Wang et al. Prove First Risk Bounds for KANs with DP-SGD and Correlated Noise
New analysis shows correlated noise improves privacy-utility tradeoff for KANs, closing gap to practice.
A team of researchers led by Puyu Wang (TU Kaiserslautern) and including Jan Schuchardt, Nikita Kalinin, Junyu Zhou, Sophie Fellenz, Christoph Lampert, and Marius Kloft have published a groundbreaking theoretical analysis of Kolmogorov-Arnold Networks (KANs) trained with differentially private SGD (DP-SGD) using correlated noise. Their paper, posted on arXiv, provides the first population risk bounds for KANs under mini-batch SGD with gradient clipping, covering both non-private and DP-SGD settings. Unlike prior work that assumed full-batch gradient descent and independent noise, this new analysis tackles mini-batch SGD—the standard training recipe for modern networks—and temporally correlated noise, which empirically offers a more favorable privacy-utility tradeoff than independent noise. The results unify and sharpen earlier full-batch independent-noise bounds for KANs by the same group.
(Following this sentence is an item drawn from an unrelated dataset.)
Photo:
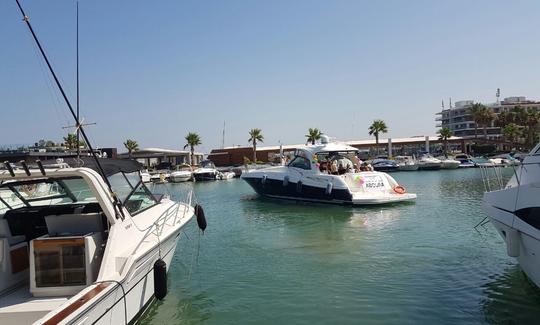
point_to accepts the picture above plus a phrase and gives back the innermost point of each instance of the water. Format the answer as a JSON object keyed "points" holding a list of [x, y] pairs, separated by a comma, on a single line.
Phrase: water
{"points": [[271, 262]]}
The technical core of the paper addresses the major challenges of analyzing correlated-noise DP training in the non-convex regime. Temporal dependence breaks the conditional-centering structure of standard one-step SGD arguments, and the projection step obstructs exact cancellation of correlated perturbations. The authors overcome these difficulties with an auxiliary unprojected dynamics, a shifted iterate that absorbs the current noise perturbation, and a high-probability bootstrap that certifies when the projection is inactive. Combining this optimization analysis with a stability-based generalization argument yields the stated population risk bounds. To the best of the authors' knowledge, this is the first optimization and population risk analysis of a correlated-noise mechanism for DP training in non-convex learning, opening the door to more practical differential privacy guarantees for neural networks.
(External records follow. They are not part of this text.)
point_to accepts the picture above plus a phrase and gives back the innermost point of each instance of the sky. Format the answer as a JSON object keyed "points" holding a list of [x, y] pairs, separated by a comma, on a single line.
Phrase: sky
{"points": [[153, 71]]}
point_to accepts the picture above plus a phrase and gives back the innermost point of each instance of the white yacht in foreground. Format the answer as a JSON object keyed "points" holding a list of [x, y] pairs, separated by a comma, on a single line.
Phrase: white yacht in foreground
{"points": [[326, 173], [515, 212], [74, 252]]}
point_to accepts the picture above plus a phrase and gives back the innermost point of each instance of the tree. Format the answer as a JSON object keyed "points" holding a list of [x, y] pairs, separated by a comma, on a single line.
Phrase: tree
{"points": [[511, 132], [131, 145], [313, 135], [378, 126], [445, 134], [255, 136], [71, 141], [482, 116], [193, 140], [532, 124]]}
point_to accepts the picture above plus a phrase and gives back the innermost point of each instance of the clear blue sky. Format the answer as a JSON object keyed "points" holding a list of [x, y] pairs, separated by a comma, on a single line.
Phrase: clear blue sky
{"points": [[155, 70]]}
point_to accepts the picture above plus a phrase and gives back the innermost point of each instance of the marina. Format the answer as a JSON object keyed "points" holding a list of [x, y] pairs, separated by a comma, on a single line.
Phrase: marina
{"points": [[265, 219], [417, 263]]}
- First population risk bounds for KANs trained with mini-batch SGD (standard practice), not just full-batch GD.
- Correlated Gaussian noise in DP-SGD provably improves privacy-utility tradeoff over independent noise for KANs.
- New mathematical techniques (auxiliary unprojected dynamics, shifted iterates) handle temporal dependence and projection obstructions.
Why It Matters
This brings DP theory closer to real-world KAN training, promising better privacy with less utility loss.